Há várias estórias boas no livro de Ted Chiang (História da sua vida e outros contos, 2016, Intrínseca), mas a “História da sua vida” é novela muito original e bem narrada. O filme segue o mesmo enredo, intercalando presente e um suposto passado. Sou faísca atrasada mesmo e só agora estou lendo o livro – terminei ontem. Há uma hipótese sobre a linguagem muito interessante ali, embora não seja nova.

Não seria fantástico se cada língua nova que a gente aprendesse nos fornecesse um tipo de ferramenta cognitiva que nos permitisse ver coisas que a nossa língua não deixa porque não tem conceitos para expressá-los?

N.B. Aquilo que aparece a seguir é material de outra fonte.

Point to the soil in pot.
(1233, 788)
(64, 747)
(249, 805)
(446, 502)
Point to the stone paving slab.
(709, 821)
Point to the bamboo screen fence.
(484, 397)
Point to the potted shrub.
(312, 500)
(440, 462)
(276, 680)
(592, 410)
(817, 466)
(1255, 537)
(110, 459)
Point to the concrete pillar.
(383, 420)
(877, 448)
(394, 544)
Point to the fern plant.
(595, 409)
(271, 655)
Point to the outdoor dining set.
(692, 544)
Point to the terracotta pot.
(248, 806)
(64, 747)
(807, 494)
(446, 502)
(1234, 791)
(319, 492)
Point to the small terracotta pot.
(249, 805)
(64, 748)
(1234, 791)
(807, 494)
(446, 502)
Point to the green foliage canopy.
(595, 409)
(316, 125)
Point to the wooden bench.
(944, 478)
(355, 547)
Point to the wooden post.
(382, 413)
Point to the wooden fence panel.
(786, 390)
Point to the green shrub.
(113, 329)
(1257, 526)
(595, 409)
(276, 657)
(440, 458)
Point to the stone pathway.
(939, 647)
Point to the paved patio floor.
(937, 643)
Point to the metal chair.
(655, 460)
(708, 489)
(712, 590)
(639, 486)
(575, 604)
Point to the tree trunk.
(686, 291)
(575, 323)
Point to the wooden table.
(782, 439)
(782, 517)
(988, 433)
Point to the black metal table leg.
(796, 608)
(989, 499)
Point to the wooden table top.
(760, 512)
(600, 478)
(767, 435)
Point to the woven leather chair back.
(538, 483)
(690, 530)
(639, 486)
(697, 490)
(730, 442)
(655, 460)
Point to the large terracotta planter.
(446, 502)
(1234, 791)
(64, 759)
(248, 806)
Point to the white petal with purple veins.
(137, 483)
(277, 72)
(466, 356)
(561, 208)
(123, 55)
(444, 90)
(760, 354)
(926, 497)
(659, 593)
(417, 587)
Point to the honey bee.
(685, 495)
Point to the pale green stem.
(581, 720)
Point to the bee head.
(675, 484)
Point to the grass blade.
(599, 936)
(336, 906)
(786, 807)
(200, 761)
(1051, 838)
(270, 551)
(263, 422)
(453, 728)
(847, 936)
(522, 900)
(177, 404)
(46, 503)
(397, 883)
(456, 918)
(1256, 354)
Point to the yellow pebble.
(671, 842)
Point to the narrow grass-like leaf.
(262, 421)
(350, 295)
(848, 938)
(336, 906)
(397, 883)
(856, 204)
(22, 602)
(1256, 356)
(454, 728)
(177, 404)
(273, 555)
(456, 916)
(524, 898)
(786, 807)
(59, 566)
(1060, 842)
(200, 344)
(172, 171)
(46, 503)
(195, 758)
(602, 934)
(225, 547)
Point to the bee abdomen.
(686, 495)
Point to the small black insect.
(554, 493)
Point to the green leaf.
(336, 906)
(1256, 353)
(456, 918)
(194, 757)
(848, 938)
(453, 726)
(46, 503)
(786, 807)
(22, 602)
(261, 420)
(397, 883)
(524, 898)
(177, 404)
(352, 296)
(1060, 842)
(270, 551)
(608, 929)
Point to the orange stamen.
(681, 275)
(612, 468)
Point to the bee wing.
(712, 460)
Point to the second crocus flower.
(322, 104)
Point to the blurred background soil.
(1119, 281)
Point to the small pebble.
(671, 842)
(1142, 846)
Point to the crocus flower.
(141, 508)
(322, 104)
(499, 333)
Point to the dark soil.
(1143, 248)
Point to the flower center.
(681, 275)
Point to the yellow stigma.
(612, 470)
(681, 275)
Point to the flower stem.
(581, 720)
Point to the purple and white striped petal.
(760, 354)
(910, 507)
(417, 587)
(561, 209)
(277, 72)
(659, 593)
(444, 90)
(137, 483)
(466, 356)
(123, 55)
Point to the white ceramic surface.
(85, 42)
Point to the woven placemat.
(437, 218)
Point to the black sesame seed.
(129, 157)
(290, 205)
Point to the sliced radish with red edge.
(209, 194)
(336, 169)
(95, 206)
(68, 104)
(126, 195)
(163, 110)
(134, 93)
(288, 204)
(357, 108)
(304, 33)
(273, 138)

Não precisamos de alienígenas que nos tragam uma tecnologia de escrita para avançarmos cognitivamente. Imaginem o choque dos europeus quando viram que fazer matemática com os algarismos dos árabes era muito mais fácil. Pensem também na quantidade de vocábulos gregos e latinos que boa parte do globo usa para nomear conceitos filosóficos e científicos, doenças, remédios e assim vai. De certa forma, a cada momento em que aprendemos/assimilamos um vocábulo novo para nomear algum aspecto da realidade (material ou abstrato) aprendemos algo novo, há um ganho cognitivo.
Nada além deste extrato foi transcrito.